By tokenizing and financializing assets that were previously not recognized by traditional institutions, DeFi can unlock areas untapped by “traditional finance” (TradFi). Newer concepts such as fungibility—the interchangeability of a property with other assets of the same kind—have showcased their utilities in a variety of transactions, including loan collateralization and margin trading.
The evolution of DeFi has thus led to the proliferation of a whole new class of financial assets outside the realm of TradFi, resulting in a significantly wider range of related financial activities that adds value to existing financial systems. In other words, DeFi will eventually lead to the “financialization of everything,” a term describing DeFi’s ability to ascribe financial rights to a much broader range of assets and activities.
At the moment, DeFi’s adoption varies across geographies, where countries with weaker financial infrastructures and looser regulations are more open to the industry. These markets have greater incentives to improve their financial systems, and DeFi can add value by removing structural constraints within legacy infrastructures and introducing new asset types. In the Philippines for example, the number of bank account holders grew substantially after more people had opened MetaMask digital wallets over the past year.
Meanwhile, developed economies such as Singapore have also recognized DeFi’s great potential. The Monetary Authority of Singapore recently launched a collaboration with the finance industry to further study the application of asset tokenization and DeFi. This is a strong indication of institutional buy-in, which is critical in supporting DeFi’s next phase of growth.
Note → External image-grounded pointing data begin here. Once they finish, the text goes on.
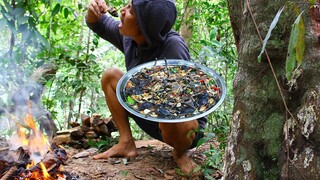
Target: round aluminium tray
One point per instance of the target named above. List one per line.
(120, 91)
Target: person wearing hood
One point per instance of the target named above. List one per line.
(144, 33)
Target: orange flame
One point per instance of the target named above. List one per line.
(45, 173)
(29, 136)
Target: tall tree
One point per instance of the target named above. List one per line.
(275, 126)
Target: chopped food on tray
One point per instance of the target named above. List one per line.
(171, 91)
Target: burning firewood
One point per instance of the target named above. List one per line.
(21, 166)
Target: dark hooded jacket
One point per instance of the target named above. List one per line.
(155, 19)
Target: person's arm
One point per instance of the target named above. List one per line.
(95, 10)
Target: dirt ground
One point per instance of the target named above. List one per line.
(153, 162)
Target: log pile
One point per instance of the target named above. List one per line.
(91, 128)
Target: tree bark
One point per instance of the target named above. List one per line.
(272, 137)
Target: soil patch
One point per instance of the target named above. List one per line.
(153, 162)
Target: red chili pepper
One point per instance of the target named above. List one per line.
(215, 88)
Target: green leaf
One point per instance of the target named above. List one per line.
(66, 12)
(18, 12)
(3, 23)
(55, 10)
(296, 46)
(273, 24)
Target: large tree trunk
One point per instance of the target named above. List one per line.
(268, 140)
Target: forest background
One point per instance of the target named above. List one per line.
(47, 44)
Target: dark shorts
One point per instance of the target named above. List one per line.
(152, 129)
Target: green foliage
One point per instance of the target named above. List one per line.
(296, 46)
(272, 26)
(55, 32)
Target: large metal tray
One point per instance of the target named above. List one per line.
(170, 62)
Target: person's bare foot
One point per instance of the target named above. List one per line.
(121, 149)
(185, 164)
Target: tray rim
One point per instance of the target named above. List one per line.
(124, 79)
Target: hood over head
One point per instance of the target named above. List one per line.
(155, 19)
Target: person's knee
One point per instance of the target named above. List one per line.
(109, 75)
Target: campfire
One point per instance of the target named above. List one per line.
(31, 156)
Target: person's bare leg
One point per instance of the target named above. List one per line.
(179, 137)
(126, 146)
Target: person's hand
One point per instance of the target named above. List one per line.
(95, 10)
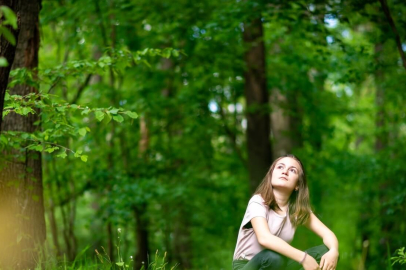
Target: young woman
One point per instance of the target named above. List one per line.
(279, 205)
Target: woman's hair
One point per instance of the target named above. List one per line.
(299, 204)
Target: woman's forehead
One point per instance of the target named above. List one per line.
(288, 161)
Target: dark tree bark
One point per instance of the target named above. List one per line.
(256, 95)
(21, 191)
(381, 139)
(286, 122)
(141, 231)
(139, 210)
(7, 51)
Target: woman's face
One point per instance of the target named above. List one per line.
(286, 174)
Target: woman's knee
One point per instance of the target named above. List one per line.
(271, 258)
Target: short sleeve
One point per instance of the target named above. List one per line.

As with all new technologies, DeFi is still in a nascent stage, with its own growing pains. For one, most DeFi interfaces are not user-friendly, and it is hard to explain the technology to a layperson, especially in disadvantaged communities who have been excluded from the legacy financial system.
To overcome these barriers, DeFi needs an intermediate layer that allows users to navigate its applications seamlessly, similar to how we use a mobile app. The next wave of innovation in the space will therefore focus on user experience, which will be key to driving mass adoption. Bearing in mind the recent hacks in the space, it would also be vital to rebuild investor confidence by way of risk management and transparency. At the moment, very few players in the market can fulfill both the user-centricity and governance requirements, as this would entail them making complex products convenient, safe, and easy to use.
However, as the technology matures, DeFi will increasingly be embedded within our financial systems, financializing all assets and putting control directly in the hands of their owners. While we can’t say for sure exactly how DeFi will take shape, it certainly has the potential to become the force that champions financial inclusion for all and ushers in a far more equitable world.